Correlation Between Xtrackers ShortDAX and Sony
Can any of the company-specific risk be diversified away by investing in both Xtrackers ShortDAX and Sony at the same time? Although using a correlation coefficient on its own may not help to predict future stock returns, this module helps to understand the diversifiable risk of combining Xtrackers ShortDAX and Sony into the same portfolio, which is an essential part of the fundamental portfolio management process.
By analyzing existing cross correlation between Xtrackers ShortDAX and Sony Group, you can compare the effects of market volatilities on Xtrackers ShortDAX and Sony and check how they will diversify away market risk if combined in the same portfolio for a given time horizon. You can also utilize pair trading strategies of matching a long position in Xtrackers ShortDAX with a short position of Sony. Check out your portfolio center. Please also check ongoing floating volatility patterns of Xtrackers ShortDAX and Sony.
Diversification Opportunities for Xtrackers ShortDAX and Sony
-0.2 | Correlation Coefficient |
Good diversification
The 3 months correlation between Xtrackers and Sony is -0.2. Overlapping area represents the amount of risk that can be diversified away by holding Xtrackers ShortDAX and Sony Group in the same portfolio, assuming nothing else is changed. The correlation between historical prices or returns on Sony Group and Xtrackers ShortDAX is a relative statistical measure of the degree to which these equity instruments tend to move together. The correlation coefficient measures the extent to which returns on Xtrackers ShortDAX are associated (or correlated) with Sony. Values of the correlation coefficient range from -1 to +1, where. The correlation of zero (0) is possible when the price movement of Sony Group has no effect on the direction of Xtrackers ShortDAX i.e., Xtrackers ShortDAX and Sony go up and down completely randomly.

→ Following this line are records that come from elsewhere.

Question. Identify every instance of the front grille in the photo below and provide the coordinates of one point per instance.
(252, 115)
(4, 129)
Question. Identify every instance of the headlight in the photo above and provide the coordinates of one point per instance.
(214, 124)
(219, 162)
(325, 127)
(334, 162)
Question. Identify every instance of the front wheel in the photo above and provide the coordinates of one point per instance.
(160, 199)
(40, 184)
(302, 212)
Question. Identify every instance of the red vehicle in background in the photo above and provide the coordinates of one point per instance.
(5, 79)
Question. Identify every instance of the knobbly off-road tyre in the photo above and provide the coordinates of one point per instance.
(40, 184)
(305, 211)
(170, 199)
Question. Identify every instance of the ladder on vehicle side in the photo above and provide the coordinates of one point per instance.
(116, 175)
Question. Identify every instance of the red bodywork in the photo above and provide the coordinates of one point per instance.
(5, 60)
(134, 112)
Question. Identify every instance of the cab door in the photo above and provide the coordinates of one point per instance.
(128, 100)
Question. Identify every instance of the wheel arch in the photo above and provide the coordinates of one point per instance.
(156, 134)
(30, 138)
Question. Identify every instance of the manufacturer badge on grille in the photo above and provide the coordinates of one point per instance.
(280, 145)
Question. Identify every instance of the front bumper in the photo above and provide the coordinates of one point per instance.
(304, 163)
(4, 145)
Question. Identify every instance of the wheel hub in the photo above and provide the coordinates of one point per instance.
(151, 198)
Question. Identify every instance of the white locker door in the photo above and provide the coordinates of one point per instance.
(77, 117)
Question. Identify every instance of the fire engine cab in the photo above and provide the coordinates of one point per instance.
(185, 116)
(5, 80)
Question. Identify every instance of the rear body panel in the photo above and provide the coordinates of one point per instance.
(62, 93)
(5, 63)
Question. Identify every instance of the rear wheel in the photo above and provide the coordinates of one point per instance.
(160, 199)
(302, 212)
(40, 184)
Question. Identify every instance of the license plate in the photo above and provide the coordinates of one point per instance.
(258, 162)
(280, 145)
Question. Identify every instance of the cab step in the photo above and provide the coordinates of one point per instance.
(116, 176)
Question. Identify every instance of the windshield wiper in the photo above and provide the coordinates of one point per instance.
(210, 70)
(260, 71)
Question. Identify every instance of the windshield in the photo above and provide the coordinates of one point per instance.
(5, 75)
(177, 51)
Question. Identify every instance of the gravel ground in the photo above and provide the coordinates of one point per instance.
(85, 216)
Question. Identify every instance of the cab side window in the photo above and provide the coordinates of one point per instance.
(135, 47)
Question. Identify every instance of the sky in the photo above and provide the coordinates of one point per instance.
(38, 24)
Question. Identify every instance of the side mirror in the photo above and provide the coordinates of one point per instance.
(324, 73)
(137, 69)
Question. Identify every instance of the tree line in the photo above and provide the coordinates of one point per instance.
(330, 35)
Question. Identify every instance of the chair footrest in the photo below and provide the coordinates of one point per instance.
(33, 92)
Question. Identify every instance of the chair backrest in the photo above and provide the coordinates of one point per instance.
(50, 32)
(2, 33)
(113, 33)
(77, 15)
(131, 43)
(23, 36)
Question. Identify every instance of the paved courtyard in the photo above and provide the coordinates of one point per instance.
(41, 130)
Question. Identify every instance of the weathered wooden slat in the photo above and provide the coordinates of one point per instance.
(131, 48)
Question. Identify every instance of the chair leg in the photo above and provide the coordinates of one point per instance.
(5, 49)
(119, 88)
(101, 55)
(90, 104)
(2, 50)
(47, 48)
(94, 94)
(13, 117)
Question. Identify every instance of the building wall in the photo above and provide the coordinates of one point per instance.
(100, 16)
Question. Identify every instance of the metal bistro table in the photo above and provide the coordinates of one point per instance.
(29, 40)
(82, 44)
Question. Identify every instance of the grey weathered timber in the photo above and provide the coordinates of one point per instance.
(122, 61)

Pair Corralation between Xtrackers ShortDAX and Sony
Assuming the 90 days trading horizon Xtrackers ShortDAX is expected to under-perform the Sony. But the etf apears to be less risky and, when comparing its historical volatility, Xtrackers ShortDAX is 1.23 times less risky than Sony. The etf trades about -0.16 of its potential returns per unit of risk. The Sony Group is currently generating about -0.02 of returns per unit of risk over similar time horizon. If you would invest 2,100 in Sony Group on April 23, 2025 and sell it today you would lose (80.00) from holding Sony Group or give up 3.81% of portfolio value over 90 days.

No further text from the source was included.